Millennial parents, as well as most social media users, are at least somewhat aware of the pitfalls of social media; they’ve been plastered across the frontpages of news sites (and physical newspapers) for years, from the Facebook and Cambridge Analytica data harvesting scandal in 2018 to this fall’s revelation that millions of Flickr images were being unknowingly used to train facial-recognition algorithms. 

Unfortunately, awareness doesn’t equal understanding, and the general public probably will never fully grasp the vulnerability of their personal information and all the ways in which it has been appropriated. Sure, it’s part willful ignorance, but it’s also incomprehensible Terms and Conditions agreements, as well as the general exchange we as a society have agreed to make of privacy for convenience. But children don’t have the ability to make that choice, and while adults always have the option to delete their tweets or YouTube videos, minors don’t have control over the content created around them, which makes the prevalence of “sharenting” even more egregious.

One could make the argument that the social media platforms themselves should be held to a higher standard. But again, there are those Terms and Conditions users agree to without reading, and as it stands, it is in their interest to expand wherever possible, and that includes taking on child users.

Of course, most platforms have an age limit. So how does one set up an account for a minor, like DJ Khaled’s son’s Instagram? The company, which is owned by Facebook, stipulates that users must be at least 13 years old (or older in some areas), but when I reached out to a Facebook company spokesperson, they said it has been their policy for years to allow younger people to have accounts as long as they’re run by parents or “managers.”

That seems like treacherous water to tread, as the role of manager isn’t clearly defined, so how is Instagram policing that? According to the spokesperson, those accounts are required to clearly state in the bio that it is run by a parent or manager. But the account of Asahd Khaled, one of the most popular child Instagrammers, has no such text (at the time of publication), despite the account being verified by Instagram with a blue checkmark.

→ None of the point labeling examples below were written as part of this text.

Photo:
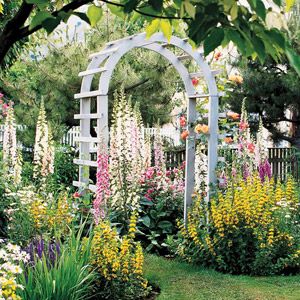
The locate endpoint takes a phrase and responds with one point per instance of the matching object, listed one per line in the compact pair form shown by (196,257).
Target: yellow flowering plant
(119,262)
(252,228)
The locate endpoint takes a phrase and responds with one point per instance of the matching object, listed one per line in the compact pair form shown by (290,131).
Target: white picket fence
(69,138)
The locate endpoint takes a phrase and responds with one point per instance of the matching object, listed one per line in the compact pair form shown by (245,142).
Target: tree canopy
(255,29)
(141,72)
(272,90)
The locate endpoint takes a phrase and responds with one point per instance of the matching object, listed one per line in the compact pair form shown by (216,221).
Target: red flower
(233,116)
(195,81)
(243,125)
(217,55)
(182,121)
(228,140)
(184,135)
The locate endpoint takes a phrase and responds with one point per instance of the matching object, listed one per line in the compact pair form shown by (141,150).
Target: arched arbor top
(104,63)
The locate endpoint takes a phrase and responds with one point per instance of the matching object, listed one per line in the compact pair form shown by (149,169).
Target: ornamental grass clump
(119,262)
(11,257)
(253,228)
(63,274)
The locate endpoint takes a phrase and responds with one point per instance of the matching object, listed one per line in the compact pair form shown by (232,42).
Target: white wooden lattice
(104,63)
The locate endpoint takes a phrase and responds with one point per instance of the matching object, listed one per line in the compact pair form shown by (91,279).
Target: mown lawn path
(181,281)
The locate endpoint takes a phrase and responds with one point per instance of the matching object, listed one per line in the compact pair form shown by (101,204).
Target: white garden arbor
(104,63)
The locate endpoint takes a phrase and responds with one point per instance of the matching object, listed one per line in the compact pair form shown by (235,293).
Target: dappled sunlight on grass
(180,281)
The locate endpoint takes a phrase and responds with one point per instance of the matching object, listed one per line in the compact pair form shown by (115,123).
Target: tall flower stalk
(159,156)
(102,184)
(12,159)
(43,159)
(126,159)
(261,151)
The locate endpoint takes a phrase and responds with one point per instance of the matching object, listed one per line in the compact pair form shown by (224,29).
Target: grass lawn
(181,281)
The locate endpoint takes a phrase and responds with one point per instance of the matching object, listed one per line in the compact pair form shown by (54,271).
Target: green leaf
(289,4)
(41,4)
(190,8)
(146,221)
(234,11)
(261,9)
(64,16)
(152,27)
(130,5)
(156,4)
(82,16)
(234,36)
(39,18)
(51,23)
(294,59)
(277,37)
(166,28)
(278,2)
(228,4)
(213,40)
(259,48)
(94,14)
(116,10)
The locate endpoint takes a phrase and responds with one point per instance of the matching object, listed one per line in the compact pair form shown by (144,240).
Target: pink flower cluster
(4,106)
(154,181)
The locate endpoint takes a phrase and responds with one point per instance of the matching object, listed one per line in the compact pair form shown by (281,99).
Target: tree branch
(25,31)
(147,14)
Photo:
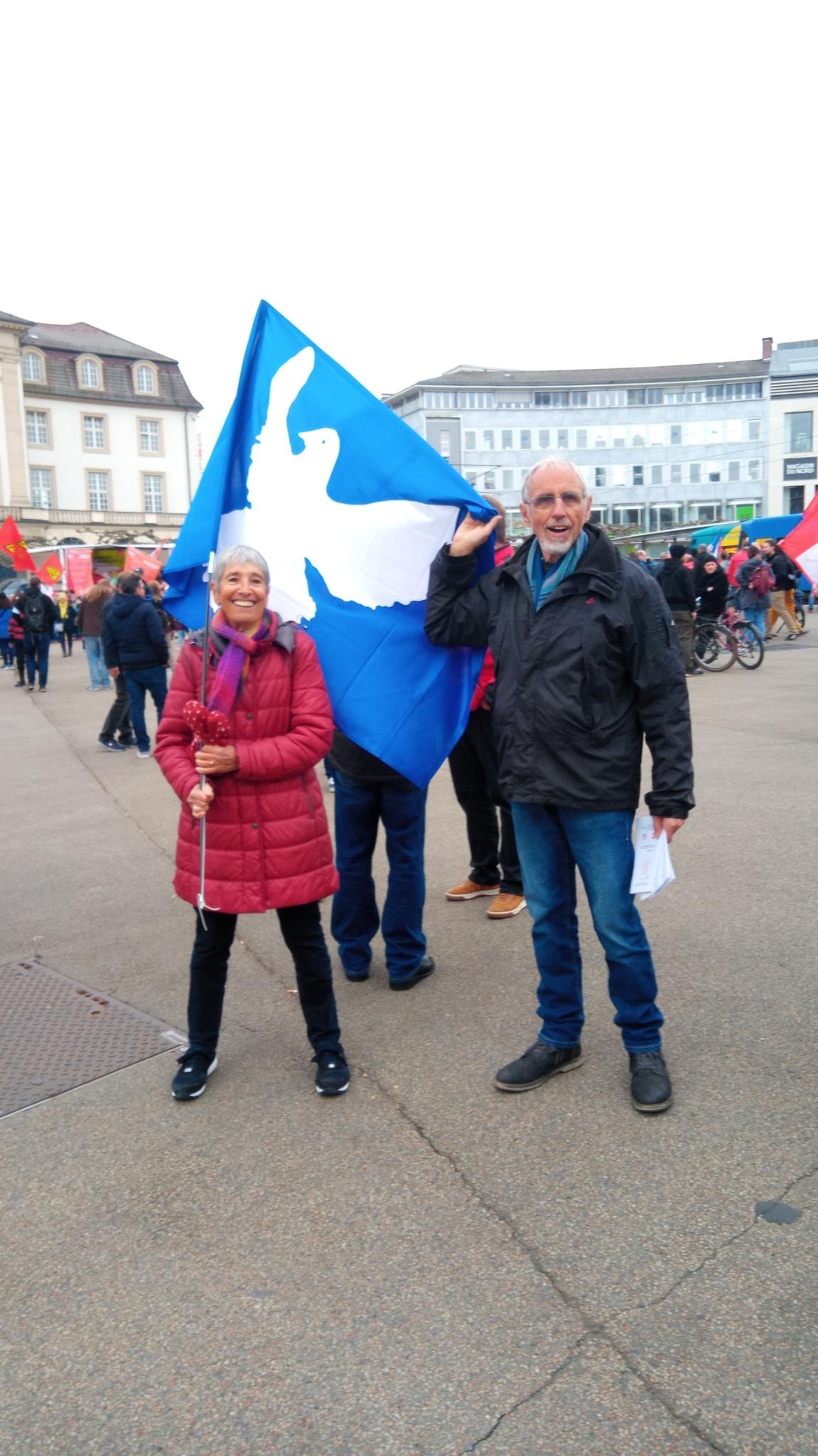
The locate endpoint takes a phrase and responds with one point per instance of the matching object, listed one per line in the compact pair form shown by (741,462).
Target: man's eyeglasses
(547,503)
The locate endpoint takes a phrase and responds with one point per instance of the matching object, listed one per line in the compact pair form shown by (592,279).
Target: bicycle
(715,647)
(750,640)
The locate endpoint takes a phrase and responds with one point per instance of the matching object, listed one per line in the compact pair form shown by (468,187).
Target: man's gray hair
(552,462)
(239,557)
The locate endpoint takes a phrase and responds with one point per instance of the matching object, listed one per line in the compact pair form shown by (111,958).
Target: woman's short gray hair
(239,557)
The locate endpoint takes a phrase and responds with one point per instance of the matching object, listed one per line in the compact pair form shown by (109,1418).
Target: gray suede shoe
(537,1065)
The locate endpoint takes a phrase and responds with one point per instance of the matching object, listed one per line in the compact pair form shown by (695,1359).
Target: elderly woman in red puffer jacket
(268,722)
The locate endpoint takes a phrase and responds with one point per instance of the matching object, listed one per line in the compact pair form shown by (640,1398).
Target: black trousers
(118,719)
(475,775)
(303,935)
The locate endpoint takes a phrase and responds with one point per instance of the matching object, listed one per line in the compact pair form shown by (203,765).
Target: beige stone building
(98,436)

Asahd Khaled Instagram Screenshot
Where’s the information in the bio Instagram requires? (Screenshot via Instagram)

Of course, this particular account may have had the necessary text when Instagram verified the account, but that’s not the point. The point is that — despite their supposed security measures, privacy tools and image-building PR campaigns — social media companies have never been able to guarantee that anything you share with them is safe from misuse, and by now parents need to know that lack of protection now extends to their kids.

It isn’t all bad news, though. Plunkett said she is vehemently not a technophobe, but instead goes about it in a “values-based way,” and she does see a bright spot in this increasingly vague future.

“As a law professor, I feel compelled to add … that laws change,” she said. “We have a generation increasingly coming of age that is going to be the first generation to really reckon with adults with this kind of digital dossier built for them. So they could change the statutes or regulations, right? If they elect the right lawmakers.”

As we’ve seen in the last decade, that’s a big “if” to rely on. Instead, the millennial generation could get out in front of this issue and protect their children, instead of leaving it up to them to reckon with the consequences — that is, if they can pull themselves away from their screens for a second.